Northern Israel had been conquered and Judah was severely threatened. Indeed, the atrocities of Assyria (possibly God’s instrument of chastisement against sinning and obviously incorrigible Israel) were enough reason for the world to tremble.
Only divine intervention prevented the desecration of Jerusalem a few years later. Assyria was destroyed in 612 BC. This was the kernel of Nahum’s prophecy, that doom was about to descend upon the world’s great oppressor. And because God had decreed it, all attempts to defend it were in vain. Its cup of iniquities was overfull and God’s instrument of judgment, the flood, was unleashed.
Prophet Nahum portrays the seriousness of sin in the sight of God.
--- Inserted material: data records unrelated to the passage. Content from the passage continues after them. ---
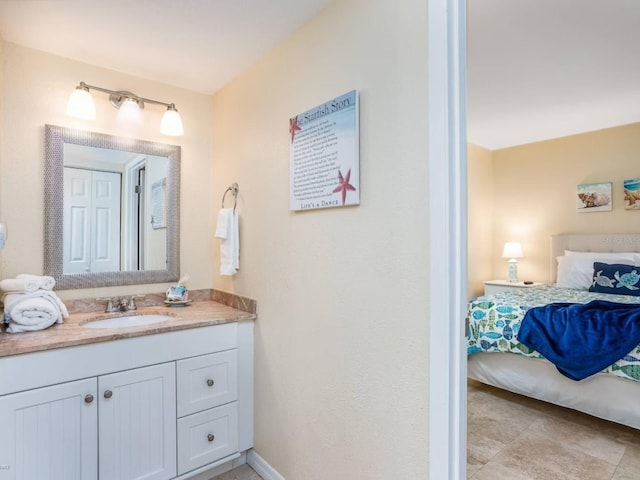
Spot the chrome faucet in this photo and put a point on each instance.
(120, 304)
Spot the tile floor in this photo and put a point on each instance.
(244, 472)
(511, 437)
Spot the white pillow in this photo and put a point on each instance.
(603, 255)
(576, 271)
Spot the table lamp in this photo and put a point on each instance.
(512, 250)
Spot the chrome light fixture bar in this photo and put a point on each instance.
(81, 105)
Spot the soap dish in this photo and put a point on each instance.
(177, 303)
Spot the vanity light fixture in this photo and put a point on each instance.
(80, 105)
(512, 250)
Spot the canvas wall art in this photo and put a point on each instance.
(594, 197)
(632, 194)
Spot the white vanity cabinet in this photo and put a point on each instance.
(137, 424)
(156, 407)
(50, 433)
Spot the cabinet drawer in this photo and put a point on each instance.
(207, 436)
(207, 381)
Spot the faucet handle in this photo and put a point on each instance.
(110, 307)
(132, 302)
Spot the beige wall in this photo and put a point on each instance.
(480, 218)
(535, 192)
(35, 88)
(341, 336)
(1, 136)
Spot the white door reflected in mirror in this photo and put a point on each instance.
(110, 210)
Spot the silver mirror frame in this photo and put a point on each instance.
(55, 138)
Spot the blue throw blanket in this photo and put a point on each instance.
(582, 339)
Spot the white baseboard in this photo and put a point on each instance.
(261, 466)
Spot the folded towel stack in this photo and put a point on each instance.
(29, 303)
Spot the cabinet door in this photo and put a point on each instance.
(50, 433)
(137, 425)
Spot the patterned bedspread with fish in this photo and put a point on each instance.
(494, 322)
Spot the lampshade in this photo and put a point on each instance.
(80, 104)
(512, 250)
(171, 123)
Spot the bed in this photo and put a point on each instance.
(495, 356)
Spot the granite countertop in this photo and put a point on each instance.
(72, 332)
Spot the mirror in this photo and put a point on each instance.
(112, 213)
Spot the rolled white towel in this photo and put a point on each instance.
(33, 311)
(45, 282)
(19, 285)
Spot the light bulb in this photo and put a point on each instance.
(129, 113)
(171, 123)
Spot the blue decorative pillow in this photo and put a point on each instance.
(616, 278)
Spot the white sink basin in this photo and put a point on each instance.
(127, 321)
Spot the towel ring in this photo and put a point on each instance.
(234, 191)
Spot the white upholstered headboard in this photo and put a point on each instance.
(623, 242)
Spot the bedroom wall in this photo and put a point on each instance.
(480, 171)
(342, 331)
(535, 192)
(1, 135)
(34, 91)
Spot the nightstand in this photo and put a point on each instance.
(496, 286)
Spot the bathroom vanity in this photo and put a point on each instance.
(170, 400)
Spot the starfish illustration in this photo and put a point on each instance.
(293, 127)
(344, 185)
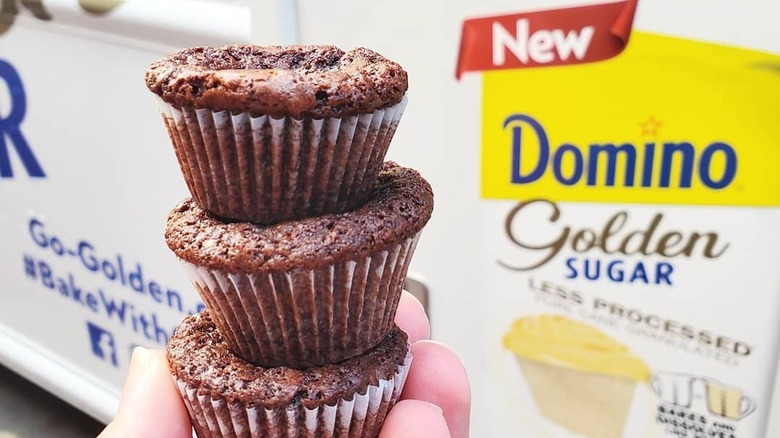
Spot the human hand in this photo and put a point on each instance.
(435, 403)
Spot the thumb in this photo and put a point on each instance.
(150, 403)
(415, 418)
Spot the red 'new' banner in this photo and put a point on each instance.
(544, 38)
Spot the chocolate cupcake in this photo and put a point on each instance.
(307, 292)
(267, 134)
(228, 397)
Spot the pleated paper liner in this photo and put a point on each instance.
(266, 170)
(358, 416)
(305, 318)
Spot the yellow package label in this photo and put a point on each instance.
(668, 121)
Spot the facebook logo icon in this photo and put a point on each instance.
(103, 345)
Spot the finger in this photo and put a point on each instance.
(412, 319)
(151, 404)
(413, 419)
(437, 376)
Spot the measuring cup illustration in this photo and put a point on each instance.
(728, 402)
(674, 388)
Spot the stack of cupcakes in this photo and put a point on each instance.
(298, 237)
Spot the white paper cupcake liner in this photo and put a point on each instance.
(304, 318)
(267, 170)
(359, 416)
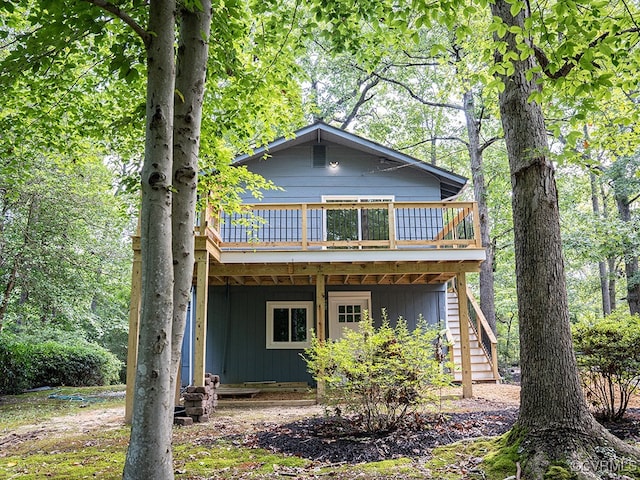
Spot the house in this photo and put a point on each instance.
(356, 227)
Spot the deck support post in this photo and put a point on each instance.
(134, 324)
(202, 294)
(321, 301)
(465, 348)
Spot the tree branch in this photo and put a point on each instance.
(570, 63)
(124, 16)
(418, 97)
(489, 142)
(361, 101)
(422, 142)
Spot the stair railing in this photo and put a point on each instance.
(486, 337)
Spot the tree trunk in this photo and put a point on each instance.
(602, 265)
(487, 294)
(149, 455)
(554, 422)
(190, 80)
(630, 259)
(611, 261)
(611, 264)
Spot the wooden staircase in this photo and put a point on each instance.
(482, 368)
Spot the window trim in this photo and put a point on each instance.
(271, 306)
(334, 298)
(356, 199)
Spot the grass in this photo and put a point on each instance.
(29, 449)
(32, 408)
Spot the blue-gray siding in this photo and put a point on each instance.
(357, 173)
(236, 334)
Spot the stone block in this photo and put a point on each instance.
(194, 397)
(183, 421)
(194, 411)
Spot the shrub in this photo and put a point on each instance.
(382, 375)
(29, 365)
(609, 361)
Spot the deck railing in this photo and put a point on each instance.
(345, 225)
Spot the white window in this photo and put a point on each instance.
(358, 224)
(346, 310)
(289, 324)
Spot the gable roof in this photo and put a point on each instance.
(450, 183)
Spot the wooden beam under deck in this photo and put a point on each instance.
(353, 268)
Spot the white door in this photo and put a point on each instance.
(346, 310)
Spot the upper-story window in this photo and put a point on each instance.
(359, 223)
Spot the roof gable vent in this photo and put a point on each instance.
(319, 156)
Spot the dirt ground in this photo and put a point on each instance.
(240, 421)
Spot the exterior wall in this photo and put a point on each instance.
(357, 173)
(236, 334)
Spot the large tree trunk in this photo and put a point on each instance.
(487, 294)
(630, 259)
(602, 264)
(149, 455)
(190, 80)
(554, 423)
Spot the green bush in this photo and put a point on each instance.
(382, 375)
(609, 361)
(30, 365)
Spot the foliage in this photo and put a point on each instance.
(609, 361)
(382, 374)
(29, 365)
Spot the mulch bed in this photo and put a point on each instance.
(331, 439)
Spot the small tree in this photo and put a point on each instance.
(609, 361)
(381, 375)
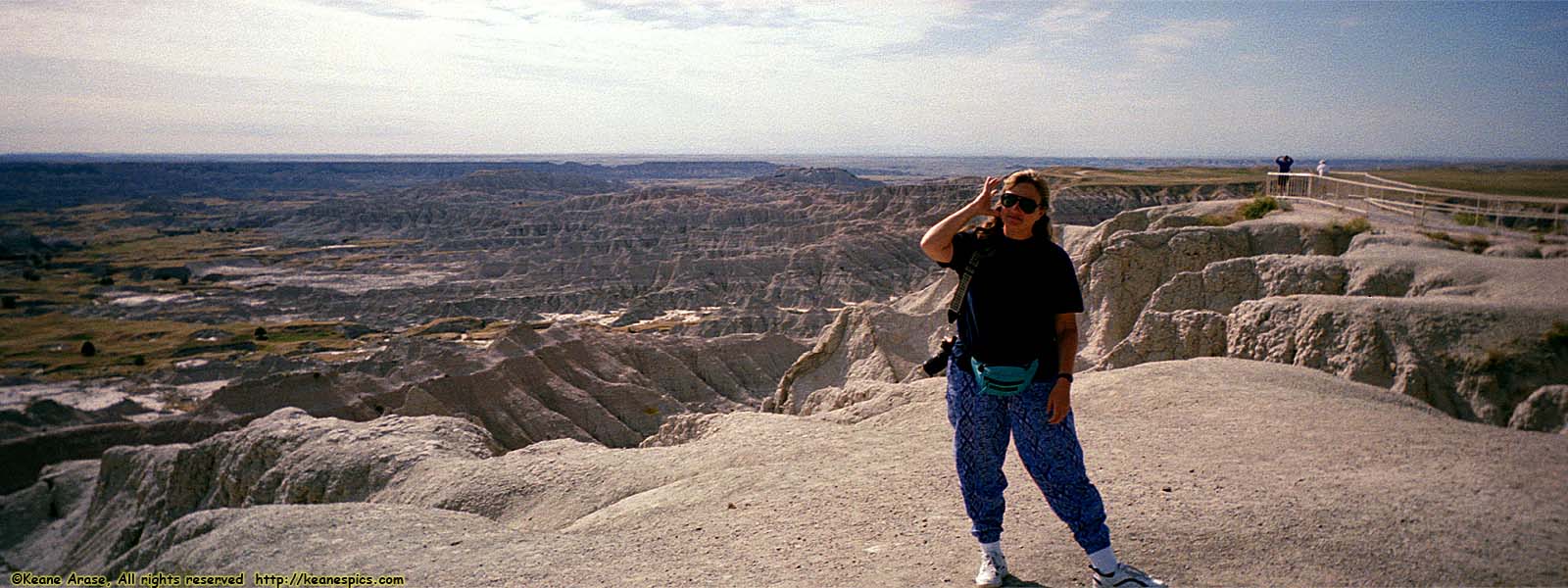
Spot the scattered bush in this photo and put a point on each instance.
(1258, 208)
(1474, 243)
(1217, 220)
(1353, 226)
(1557, 336)
(1470, 220)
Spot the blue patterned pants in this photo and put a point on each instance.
(1051, 455)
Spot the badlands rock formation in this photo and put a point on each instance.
(1468, 334)
(1214, 472)
(566, 381)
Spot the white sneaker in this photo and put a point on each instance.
(1125, 577)
(993, 569)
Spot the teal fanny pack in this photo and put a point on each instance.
(1003, 380)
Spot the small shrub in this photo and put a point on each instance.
(1258, 208)
(1217, 220)
(1470, 220)
(1478, 243)
(1439, 235)
(1353, 226)
(1557, 336)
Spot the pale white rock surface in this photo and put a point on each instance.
(1204, 466)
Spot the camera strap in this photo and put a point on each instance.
(963, 286)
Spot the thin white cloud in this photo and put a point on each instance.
(1176, 39)
(1071, 18)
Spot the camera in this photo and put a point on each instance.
(938, 363)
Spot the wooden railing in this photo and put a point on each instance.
(1426, 204)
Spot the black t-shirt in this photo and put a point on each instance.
(1008, 316)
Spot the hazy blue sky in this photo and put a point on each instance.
(781, 77)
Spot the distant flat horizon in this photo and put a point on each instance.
(783, 159)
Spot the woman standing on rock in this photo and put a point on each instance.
(1011, 372)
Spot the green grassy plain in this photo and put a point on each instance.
(1546, 180)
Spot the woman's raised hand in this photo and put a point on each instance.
(984, 204)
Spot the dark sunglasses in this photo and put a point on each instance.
(1026, 206)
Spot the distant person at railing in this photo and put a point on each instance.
(1285, 169)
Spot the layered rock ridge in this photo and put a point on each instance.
(576, 381)
(1473, 336)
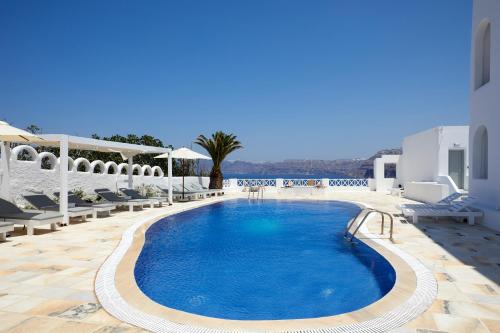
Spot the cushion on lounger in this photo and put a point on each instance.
(41, 201)
(8, 207)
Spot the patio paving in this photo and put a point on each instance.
(47, 280)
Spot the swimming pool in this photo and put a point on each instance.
(266, 260)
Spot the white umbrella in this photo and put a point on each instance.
(12, 134)
(184, 154)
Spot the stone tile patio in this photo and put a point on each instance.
(47, 280)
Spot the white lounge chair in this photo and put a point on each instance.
(460, 208)
(13, 214)
(44, 203)
(96, 207)
(111, 197)
(133, 194)
(443, 203)
(5, 227)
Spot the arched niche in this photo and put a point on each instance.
(147, 171)
(157, 171)
(123, 169)
(81, 165)
(136, 170)
(480, 153)
(24, 153)
(47, 160)
(111, 168)
(98, 167)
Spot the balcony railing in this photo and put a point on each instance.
(296, 182)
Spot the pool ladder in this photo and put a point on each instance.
(252, 190)
(368, 212)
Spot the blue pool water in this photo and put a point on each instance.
(267, 260)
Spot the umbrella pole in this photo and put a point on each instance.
(183, 174)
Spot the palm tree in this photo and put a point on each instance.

Though His mercy may cause Him to withhold judgment for a season, His hatred for sin, human wickedness and oppression will ultimately make punishment inevitable.
How we need to, as Christian believers, warn the people about the truth of God’s judgment over sin and oppression. And we ourselves ought to live above reproach so that we do not court His wrath.
Thought for the day:
God’s forbearance ought to elicit repentance and contrition of heart.